If you look at most stories, you’ll notice that most have a similar structure to the plot line depicted below. Stories start with an exposition, build rising actions that lead up to the climax. Post-climax, there’s falling action until the story concludes with the denouement.
On occasion, writers differentiate their story, and shift this structure, so feel free to play with how/when you introduce each part of your story’s structure.
Exposition – The introductory phase in which characters are introduced or mentioned. Setting is established. And, we’re made aware of existing relationships.
Rising Action – Things that take place and build towards a larger problem or conflict, in which the characters want resolved.
Climax – The apex of acknowledgement of the problem or conflict.
Falling Action – Events that takes place after the problem, working towards resolution.
Denouement – The conclusion of the story, typically ending with a solution to the problem or conflict.
Seven Different Storylines to Use
Once your decide on the structure of your story, you’ll then determine your plot. Different schools of thought have varying opinions on types of plots, but we’ve chosen the seven basic plots we use when writing:
Overcoming the Monster – A story where the hero recounts their conflict and triumph.
Example: James Bond
Rags to Riches – A story where the underdog overcomes obstacles to rise in social status or quality of life.
The Quest – A story in which the hero goes on a journey to obtain or save a treasured object.
Example: Wizard of Oz
Voyage and Return – A story where the hero leaves their ordinary surroundings to experience a foreign place, prior to returning.
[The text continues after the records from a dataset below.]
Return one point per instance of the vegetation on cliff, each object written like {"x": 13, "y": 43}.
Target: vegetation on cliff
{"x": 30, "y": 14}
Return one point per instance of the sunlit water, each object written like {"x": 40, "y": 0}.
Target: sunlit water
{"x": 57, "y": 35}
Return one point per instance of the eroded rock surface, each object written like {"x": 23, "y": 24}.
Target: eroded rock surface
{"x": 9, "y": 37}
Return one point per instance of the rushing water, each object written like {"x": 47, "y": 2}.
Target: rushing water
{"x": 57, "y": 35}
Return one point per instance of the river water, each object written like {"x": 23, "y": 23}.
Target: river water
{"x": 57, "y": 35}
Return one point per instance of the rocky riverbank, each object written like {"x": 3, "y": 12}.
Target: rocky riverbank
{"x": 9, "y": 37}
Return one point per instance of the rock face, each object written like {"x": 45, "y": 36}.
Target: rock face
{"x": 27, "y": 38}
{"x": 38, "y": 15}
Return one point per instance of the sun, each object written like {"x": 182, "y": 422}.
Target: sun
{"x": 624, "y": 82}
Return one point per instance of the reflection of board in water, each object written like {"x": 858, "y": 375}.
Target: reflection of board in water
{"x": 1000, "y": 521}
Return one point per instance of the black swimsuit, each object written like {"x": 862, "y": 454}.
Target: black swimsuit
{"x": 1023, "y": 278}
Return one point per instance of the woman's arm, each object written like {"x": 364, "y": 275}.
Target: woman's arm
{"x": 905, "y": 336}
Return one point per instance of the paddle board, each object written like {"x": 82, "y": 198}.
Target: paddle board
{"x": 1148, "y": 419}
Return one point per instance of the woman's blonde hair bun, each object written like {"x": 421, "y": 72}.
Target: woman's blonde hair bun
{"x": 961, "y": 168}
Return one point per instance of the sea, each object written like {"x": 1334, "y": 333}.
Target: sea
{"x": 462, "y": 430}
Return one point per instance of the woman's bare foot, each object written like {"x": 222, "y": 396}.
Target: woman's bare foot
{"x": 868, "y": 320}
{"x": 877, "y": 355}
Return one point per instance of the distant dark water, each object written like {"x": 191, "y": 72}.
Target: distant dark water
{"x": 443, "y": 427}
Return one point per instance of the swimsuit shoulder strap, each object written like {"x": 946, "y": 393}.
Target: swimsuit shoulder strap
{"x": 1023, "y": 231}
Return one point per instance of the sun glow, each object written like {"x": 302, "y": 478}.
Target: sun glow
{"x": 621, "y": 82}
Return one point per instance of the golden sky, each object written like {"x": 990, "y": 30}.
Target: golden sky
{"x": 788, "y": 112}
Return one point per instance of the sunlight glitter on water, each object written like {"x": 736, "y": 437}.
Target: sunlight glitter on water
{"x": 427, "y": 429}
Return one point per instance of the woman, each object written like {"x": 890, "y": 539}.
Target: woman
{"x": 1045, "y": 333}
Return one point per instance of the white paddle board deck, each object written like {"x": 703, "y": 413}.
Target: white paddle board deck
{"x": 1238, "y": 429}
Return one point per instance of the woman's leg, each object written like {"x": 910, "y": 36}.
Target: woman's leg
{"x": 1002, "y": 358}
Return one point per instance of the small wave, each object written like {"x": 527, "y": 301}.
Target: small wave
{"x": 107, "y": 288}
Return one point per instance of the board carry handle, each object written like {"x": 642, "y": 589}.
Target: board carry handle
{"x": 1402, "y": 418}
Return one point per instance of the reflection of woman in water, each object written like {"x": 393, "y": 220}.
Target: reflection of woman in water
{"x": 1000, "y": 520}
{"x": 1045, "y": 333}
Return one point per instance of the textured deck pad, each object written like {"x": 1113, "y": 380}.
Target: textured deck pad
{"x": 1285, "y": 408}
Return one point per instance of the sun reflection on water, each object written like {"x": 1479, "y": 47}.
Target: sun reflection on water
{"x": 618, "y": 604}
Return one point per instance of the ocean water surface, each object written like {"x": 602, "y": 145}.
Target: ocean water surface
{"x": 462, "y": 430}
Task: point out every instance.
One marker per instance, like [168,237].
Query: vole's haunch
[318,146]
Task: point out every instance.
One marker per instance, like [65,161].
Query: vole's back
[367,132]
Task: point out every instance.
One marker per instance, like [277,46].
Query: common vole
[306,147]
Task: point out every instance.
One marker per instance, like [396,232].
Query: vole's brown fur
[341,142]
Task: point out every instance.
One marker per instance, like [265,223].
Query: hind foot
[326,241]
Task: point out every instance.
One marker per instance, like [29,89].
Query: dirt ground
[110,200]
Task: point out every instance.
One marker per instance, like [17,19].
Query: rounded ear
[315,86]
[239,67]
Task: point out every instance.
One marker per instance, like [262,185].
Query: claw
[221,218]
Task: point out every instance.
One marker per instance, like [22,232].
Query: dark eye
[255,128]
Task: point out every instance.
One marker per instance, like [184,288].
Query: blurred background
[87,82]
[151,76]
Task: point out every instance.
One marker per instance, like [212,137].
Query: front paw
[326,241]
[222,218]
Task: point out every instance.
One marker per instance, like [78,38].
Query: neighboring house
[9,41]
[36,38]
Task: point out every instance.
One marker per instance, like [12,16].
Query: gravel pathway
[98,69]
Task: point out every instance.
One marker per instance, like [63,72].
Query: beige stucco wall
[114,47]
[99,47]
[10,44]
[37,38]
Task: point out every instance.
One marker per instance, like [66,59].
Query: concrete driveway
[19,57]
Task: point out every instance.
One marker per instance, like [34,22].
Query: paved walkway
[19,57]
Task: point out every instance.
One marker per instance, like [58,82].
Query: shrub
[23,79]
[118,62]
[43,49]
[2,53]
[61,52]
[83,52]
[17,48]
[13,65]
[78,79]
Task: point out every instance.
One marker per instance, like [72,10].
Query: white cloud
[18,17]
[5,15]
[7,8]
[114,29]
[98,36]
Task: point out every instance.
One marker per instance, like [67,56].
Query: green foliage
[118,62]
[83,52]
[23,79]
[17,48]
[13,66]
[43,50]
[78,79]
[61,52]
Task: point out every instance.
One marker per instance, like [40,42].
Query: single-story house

Example: Alice in Wonderland
Comedy – A story where confusion causes one or multiple misunderstandings, ending happily.
Example: Mr. Bean
Tragedy – A story where the main character(s) suffer negative experiences that spiral downward until the story ends.
Example: Breaking Bad
Rebirth – A story where the main character has a physical or metaphorical death and rebirth.
Example: A Christmas Carol
Now that you know more about plot lines and building the structure of a story, you’re ready to get started!